|Ironed Sausages |
Summer sausage, salami, or other already-cooked sausage of your choice*
Heat a griddle over a medium fire. Slice sausages to desired thickness. When the pan is hot, place slices on it. Put your sad iron (yes, they're really called that) on top. When they're cooked to your desired crispness on one side, turn them and put the iron back on top of them to cook the other side.
*I haven't tried this with raw sausage meat, but I don't see why it wouldn't work.
I love it when a recipe's so simple it feels silly to write it out. Anyway...
This iron has been sitting in Our Grandmother of Cookrye's house for years. However, many of her possessions are being downsized away. We thought this might be able to come off the shelf of dust collectors and have some purpose in life.
I'd honestly thought it was purchased new in the 1970s, when there was an odd interest in prairie things. Like, I thought it was just some home decor company cranking these out so people could add rustic ambience to their figurine shelves. Then I decided to heat it up on the burner (it is cast iron, after all) so that the sausages could get heated from above and below and cook twice as fast. This thing gave off a surprisingly-strong smell of ironing starch as it got hot. I think this was actually someone's iron they used on clothes, and not a reproduction sold for people who needed knickknacks.

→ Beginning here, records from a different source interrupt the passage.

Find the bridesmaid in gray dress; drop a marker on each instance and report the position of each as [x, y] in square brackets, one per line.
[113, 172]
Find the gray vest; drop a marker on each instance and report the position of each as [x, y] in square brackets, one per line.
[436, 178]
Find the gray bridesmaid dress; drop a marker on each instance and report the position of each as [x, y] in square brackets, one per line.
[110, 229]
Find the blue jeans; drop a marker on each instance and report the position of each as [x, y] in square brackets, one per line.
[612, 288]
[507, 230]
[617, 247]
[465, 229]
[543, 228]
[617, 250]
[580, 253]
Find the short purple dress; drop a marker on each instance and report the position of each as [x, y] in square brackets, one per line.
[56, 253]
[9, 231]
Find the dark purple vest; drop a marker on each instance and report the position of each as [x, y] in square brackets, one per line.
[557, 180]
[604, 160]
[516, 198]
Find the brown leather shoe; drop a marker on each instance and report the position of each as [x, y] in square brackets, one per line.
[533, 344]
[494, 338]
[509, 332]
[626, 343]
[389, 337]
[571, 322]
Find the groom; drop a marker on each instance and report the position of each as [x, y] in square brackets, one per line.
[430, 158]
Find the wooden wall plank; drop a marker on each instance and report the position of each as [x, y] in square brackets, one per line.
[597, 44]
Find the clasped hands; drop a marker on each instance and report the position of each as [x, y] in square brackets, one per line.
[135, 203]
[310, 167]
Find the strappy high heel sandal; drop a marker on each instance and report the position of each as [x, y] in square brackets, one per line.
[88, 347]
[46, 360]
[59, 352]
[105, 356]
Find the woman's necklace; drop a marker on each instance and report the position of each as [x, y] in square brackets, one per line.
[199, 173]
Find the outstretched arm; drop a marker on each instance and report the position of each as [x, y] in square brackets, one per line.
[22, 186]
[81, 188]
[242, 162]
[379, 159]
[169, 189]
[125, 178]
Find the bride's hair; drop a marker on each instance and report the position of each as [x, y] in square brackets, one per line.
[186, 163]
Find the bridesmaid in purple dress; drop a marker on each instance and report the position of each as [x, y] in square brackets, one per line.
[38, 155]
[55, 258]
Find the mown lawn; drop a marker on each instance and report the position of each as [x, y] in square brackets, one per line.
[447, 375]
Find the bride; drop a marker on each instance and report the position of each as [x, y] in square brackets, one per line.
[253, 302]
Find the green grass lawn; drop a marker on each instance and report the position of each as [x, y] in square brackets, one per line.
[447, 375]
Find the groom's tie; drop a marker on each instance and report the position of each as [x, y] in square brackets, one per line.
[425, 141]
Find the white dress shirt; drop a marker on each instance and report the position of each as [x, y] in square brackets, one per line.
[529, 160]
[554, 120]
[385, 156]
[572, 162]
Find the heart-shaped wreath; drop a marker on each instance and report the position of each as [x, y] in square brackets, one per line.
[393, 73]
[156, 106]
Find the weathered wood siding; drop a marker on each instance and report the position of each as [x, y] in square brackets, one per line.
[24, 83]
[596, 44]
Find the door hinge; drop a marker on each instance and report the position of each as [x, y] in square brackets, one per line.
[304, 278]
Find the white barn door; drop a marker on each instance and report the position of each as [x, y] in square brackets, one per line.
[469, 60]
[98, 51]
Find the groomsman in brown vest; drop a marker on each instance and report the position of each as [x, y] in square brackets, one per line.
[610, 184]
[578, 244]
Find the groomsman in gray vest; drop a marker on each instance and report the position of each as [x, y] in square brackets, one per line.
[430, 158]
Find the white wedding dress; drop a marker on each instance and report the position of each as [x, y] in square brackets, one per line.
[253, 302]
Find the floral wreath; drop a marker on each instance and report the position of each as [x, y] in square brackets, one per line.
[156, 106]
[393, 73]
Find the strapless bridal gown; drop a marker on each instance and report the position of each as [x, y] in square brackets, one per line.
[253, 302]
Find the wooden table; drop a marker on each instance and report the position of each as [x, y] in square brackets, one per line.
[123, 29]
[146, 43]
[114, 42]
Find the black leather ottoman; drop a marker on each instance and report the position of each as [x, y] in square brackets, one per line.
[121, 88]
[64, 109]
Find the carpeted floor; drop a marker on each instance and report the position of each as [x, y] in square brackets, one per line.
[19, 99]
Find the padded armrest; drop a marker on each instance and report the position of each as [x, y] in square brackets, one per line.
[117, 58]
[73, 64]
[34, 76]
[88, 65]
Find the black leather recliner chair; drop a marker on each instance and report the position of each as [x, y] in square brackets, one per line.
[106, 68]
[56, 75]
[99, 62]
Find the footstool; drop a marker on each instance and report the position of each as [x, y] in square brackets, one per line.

For those who wish to try this at home, you should know that this thing takes a long time to heat up. We put it on a burner which we then turned up as hot as it can go. The air coming up from the burner was so hot, you'd burn the bangs off your forehead if you leaned forward and looked down. However, after two minutes of this intense heat (I was watching the clock), the iron was about as warm as a bath. I took it off that blazing-hot burner and could drop it hot-side down into my hand without burning myself. So from an energy-use perspective, it may be best not to try to preheat your iron for faster sausage cooking. Also, after waiting for so long for it to finally get hot, you won't have saved any time anyway. We suggest you just turn the meat over to cook both sides, just as you would if you weren't ironing it.
However, if you do decide to preheat the iron, you have only a very short time before your sausages become cinders.
|On the bright side, all the excess fat drained off.|
I'd briefly wondered if anyone would have actually done this before we had electric irons. Then I realized that anyone who decided to make their irons do double duty in the kitchen would have to hand-wash burnt-in sausage grease and bacon fat out of their best clothes because washing machines didn't exist yet.
Anyway, this does work very well if you don't accidentally burn your sausages. They come out nice and crisp on both sides. However, they do sometimes tend to stick to the iron. Have your scraping spatula ready to get them off.